Recently I was doing some dabbling around in the historical links between Frenchay and William Penn, founder of the colony of Pennsylvania.  One of my sources mentioned that the naming of Pennsylvania was actually attached to his father’s name (Admiral Sir William Penn) rather than the younger William Penn.  As I looked at the relationship between the father and the son, I saw an extraordinary mixed bag.  One minute the father was disowning his son, who as a Quaker was writing religious/political tracts which ended him up in prison.  The next minute, the father’s connections with the Duke of York were seeing his son liberated.

As I reflect on the Easter story, I hear of people with a whole ‘mixed bag’ of relationship history.  Not least Mary Magdalene, whom Jesus had rescued from spiritual darkness and demonic possession. They are bound up in the saving grace of God’s most dynamic act of all time in human history.

Later, St.

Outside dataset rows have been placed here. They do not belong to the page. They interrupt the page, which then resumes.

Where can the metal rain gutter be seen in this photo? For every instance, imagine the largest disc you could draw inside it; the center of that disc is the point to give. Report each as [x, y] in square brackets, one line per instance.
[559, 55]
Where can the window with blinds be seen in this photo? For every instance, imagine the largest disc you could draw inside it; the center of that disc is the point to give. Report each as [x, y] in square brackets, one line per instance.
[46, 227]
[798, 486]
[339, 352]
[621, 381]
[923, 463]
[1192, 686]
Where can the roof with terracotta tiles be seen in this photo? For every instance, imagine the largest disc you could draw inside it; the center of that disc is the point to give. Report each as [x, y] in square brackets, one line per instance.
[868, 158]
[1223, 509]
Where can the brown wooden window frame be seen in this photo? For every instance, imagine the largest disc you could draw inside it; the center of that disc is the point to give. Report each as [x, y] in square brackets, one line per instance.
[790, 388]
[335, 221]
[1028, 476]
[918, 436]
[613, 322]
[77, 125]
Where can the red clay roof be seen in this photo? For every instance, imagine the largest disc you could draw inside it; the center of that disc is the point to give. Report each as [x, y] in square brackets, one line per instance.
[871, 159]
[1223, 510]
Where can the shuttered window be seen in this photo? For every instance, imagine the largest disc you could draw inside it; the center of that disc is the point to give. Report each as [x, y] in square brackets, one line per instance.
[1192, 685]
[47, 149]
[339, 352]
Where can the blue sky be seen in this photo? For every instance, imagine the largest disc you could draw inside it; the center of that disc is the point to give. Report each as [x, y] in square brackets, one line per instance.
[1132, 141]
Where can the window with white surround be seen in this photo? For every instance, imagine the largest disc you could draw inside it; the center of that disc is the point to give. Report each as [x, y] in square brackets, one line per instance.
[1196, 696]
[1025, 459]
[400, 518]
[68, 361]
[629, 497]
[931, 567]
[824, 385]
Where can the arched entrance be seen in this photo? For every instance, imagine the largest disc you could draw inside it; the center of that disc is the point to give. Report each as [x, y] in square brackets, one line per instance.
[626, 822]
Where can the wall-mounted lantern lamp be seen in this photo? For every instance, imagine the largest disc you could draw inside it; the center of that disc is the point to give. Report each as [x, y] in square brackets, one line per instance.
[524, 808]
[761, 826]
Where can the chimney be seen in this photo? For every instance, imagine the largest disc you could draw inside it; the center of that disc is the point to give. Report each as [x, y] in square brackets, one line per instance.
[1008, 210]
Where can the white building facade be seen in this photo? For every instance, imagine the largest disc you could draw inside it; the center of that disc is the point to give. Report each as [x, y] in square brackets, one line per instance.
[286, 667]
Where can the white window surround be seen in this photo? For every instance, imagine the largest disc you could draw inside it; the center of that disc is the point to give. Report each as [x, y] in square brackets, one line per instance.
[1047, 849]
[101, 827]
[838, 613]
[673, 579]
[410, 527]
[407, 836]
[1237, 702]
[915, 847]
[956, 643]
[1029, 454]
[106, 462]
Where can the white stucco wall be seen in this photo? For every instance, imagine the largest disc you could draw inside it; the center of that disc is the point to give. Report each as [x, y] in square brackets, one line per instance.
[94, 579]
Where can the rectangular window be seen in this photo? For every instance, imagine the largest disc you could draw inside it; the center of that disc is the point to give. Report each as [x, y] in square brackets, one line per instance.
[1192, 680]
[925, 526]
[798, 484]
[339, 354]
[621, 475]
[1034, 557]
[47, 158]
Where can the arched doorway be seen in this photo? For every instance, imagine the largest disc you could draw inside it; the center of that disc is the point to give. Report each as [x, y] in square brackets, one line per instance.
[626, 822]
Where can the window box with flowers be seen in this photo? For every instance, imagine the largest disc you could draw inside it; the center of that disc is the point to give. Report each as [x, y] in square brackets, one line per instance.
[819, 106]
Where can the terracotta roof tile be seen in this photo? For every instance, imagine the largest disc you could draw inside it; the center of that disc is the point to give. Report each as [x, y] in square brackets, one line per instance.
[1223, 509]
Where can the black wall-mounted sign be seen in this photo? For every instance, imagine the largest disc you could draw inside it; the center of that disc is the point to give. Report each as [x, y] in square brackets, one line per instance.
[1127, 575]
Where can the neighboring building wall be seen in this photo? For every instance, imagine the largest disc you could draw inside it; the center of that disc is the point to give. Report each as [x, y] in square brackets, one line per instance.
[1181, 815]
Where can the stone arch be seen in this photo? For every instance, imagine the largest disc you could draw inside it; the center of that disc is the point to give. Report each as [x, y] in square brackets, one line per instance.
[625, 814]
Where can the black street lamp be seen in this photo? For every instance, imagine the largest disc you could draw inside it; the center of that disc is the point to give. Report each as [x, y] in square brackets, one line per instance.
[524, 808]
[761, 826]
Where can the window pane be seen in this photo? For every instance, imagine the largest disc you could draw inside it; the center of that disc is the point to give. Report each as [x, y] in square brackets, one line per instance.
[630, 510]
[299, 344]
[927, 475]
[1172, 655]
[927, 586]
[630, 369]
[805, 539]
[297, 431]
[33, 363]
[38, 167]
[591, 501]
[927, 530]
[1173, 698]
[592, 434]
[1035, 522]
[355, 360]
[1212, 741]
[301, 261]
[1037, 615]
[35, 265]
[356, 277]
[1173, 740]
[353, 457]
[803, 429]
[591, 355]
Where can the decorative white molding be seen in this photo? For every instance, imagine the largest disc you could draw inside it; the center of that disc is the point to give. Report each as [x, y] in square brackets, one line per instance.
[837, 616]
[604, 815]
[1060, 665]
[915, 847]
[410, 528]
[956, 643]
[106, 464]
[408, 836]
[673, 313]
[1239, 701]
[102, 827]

Paul speaks to a truly mixed bag of philosophers on the hill of the Areopagus in Athens,

In the past, God forgave all this because people did not know what they were doing. But now he says that everyone everywhere must turn to him.  He has set a day when he will judge the world’s people with fairness. And he has chosen the man Jesus to do the judging for him. God has given proof of this to all of us by raising Jesus from death.

 As soon as the people heard Paul say that a man had been raised from death, some of them started laughing. Others said, “We will hear you talk about this some other time.” Acts 17:30 – 32 (CEV)

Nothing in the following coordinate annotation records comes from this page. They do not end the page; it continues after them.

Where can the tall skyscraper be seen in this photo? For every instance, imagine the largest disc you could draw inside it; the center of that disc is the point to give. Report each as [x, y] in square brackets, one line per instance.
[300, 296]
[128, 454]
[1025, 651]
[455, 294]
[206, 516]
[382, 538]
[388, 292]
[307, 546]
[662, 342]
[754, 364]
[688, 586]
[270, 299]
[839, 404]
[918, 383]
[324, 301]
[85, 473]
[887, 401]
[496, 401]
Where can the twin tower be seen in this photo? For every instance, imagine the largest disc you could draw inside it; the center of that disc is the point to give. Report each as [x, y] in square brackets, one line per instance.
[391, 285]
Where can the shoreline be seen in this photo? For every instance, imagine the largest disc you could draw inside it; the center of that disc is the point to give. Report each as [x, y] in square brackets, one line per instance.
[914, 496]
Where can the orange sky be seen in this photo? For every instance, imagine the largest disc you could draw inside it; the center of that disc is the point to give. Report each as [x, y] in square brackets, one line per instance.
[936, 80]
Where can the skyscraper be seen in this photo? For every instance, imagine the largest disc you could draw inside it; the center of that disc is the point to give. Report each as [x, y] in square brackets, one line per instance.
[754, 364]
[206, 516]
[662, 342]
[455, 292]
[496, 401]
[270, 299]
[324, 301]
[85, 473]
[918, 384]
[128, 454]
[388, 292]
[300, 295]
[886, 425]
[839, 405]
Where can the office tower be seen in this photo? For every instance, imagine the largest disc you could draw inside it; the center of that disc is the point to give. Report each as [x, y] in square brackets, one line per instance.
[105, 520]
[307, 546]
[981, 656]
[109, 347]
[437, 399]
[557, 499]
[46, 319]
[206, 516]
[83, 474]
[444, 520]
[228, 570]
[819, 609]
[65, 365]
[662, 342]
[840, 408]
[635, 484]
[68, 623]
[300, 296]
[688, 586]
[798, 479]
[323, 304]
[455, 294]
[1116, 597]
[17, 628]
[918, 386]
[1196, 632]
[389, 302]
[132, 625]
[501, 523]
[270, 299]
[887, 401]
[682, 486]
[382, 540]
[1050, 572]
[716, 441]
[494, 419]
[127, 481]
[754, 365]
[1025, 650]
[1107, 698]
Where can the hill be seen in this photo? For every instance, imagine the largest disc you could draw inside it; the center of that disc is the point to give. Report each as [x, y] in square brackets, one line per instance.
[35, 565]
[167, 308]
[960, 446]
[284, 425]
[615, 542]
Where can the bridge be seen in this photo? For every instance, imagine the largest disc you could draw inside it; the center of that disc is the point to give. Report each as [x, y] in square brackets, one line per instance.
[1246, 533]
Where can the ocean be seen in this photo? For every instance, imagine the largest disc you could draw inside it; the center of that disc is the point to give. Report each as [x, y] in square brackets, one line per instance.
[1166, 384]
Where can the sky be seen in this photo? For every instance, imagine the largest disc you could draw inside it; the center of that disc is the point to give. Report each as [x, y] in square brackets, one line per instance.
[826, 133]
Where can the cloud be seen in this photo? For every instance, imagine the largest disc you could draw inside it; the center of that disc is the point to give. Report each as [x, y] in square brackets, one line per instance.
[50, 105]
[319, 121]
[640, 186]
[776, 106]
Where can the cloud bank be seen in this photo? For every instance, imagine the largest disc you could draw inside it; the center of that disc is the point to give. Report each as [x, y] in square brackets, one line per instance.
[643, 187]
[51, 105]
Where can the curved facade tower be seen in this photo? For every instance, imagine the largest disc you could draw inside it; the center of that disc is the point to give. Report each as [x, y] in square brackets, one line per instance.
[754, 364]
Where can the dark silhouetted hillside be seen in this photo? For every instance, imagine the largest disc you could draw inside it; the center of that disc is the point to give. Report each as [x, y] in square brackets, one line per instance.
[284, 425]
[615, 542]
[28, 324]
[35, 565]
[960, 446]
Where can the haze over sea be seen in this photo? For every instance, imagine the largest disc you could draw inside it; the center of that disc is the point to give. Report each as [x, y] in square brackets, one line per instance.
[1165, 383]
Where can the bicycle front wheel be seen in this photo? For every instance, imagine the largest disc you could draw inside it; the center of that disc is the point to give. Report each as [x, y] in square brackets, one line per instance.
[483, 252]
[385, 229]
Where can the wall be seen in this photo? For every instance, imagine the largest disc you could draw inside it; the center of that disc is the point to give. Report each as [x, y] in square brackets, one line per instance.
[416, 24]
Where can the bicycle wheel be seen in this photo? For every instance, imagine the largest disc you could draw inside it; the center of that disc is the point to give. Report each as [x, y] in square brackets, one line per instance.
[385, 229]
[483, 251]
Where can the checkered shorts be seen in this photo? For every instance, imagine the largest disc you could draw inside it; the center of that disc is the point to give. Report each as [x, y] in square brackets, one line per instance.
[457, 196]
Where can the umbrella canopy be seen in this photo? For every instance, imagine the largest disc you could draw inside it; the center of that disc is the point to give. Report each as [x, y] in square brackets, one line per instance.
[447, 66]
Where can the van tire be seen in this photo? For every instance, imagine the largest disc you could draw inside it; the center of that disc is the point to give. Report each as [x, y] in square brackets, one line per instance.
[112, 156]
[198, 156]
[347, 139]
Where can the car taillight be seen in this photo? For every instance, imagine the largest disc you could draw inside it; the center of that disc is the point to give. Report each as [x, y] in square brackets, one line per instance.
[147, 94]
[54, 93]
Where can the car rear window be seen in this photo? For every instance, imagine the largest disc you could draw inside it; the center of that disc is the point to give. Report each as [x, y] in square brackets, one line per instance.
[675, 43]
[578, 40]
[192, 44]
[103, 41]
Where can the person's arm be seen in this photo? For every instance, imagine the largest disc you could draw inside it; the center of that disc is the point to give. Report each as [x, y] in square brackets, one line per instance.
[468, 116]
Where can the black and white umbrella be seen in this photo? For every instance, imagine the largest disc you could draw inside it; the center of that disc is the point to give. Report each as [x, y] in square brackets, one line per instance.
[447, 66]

That is still typical of peoples’ reactions today.  The resurrection is either the most ingenious human invention – the greatest con of all time, or it is true. If true, it can mean nothing other than, as Paul teaches, that this Jesus is the very key to freedom in this life and the next.  If, like me, you see yourself as part of the ‘mixed bag’ of humanity, is it not time to wake up to what God has done for us?